Butter Bundt Cake With A Sweet Butter Sauce
1 c. butter, softened
2 c. sugar
2 t. vanilla
3 c. flour
1 t. salt
4 eggs
1 t. baking powder
1/2 t. baking soda
1 c. buttermilk
2-3 T. light sour cream
2 T. Carnation Vanilla creamer
Preheat oven to 325°. Generously, grease and flour Bundt pan. In large bowl, blend all ingredients until moistened. Beat at medium speed for approximately 3 minutes. Bake in preheated oven approximately 55-65 minutes, or until done (toothpick test works well).
Butter Sauce
3/4 c. sugar
1/3 c. butter
3 T. water
2 t. vanilla
When cake is about finished baking, combine all glaze ingredients in a small saucepan.

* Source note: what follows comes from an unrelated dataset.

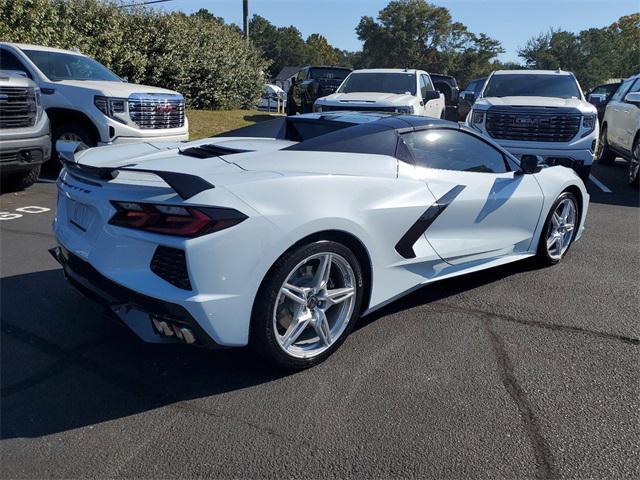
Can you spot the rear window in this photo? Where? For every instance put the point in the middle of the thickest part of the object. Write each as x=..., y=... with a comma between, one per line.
x=532, y=85
x=379, y=83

Cook over low heat, stirring occasionally until butter melts. Do not bring to boil. When cake is finished baking, remove from oven. Pierce the cake about 15-20 times (using long-tined fork). Slowly pour the hot sauce over the cake. Let the sauce soak in about 10 minutes. Carefully turn cake over on plate and remove the pan.
I like to serve this cake with freshly whipped cream and freshly sliced strawberries. Enjoy!